Parole che risuonano mentre il giovane Francesco Salone, che ha tenuto botta nei giorni degli arresti domiciliari prendendo in mano le redini di un gruppo che rischiava di sfilacciarsi sotto il peso delle accuse, lo accompagna per un giro “di saluto” ai dipendenti comunali. Funzionari o semplici uscieri che per due mandati hanno conosciuto Fazio in veste di sindaco. Qualcuno si limita alla stretta di mano, altri si spingono oltre auspicando il ritorno del sindaco che aveva dichiarato guerra ai fannulloni. “Mi accusano di essermi occupato soltanto di queste piccole cose? Non sanno cos’era Trapani prima del mio arrivo. Ai trapanesi prometto prima di tutto la ‘normalità’ di un ufficio funzionante o di una città pulita. L’indagine? Se verrò condannato da un giudice farò cento passi indietro, non uno solo. Ma dovranno dimostrarmi che sono un corrotto”.

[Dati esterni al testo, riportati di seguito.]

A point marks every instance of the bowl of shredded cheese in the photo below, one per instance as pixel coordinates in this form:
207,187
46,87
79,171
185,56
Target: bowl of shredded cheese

Intanto, la campagna elettorale prosegue a ritmi altissimi. Fazio e i suoi devono rimettere in moto quell’orologio fermo al 19 maggio: “Quella mattina mi è caduto il mondo addosso – ammette Salone, in lista per una riconferma in consiglio comunale -. Andare avanti in campagna elettorale senza il proprio leader non è facile e sono sicuro che se non fosse accaduto nulla di tutto questo Mimmo avrebbe vinto al primo turno”. Giorni trascorsi con un candidato sindaco ‘fantasma’, in cui le cinque liste che sostengono Fazio hanno subito qualche disimpegno fisiologico e in cui la stessa candidatura è stata in bilico: “La prima reazione è stata quella di mollare tutto – ricorda Fazio -. Ho pensato al ritiro, ma col tempo ho capito che la decisione finale spettava ai trapanesi. Mi dicano loro cosa fare”.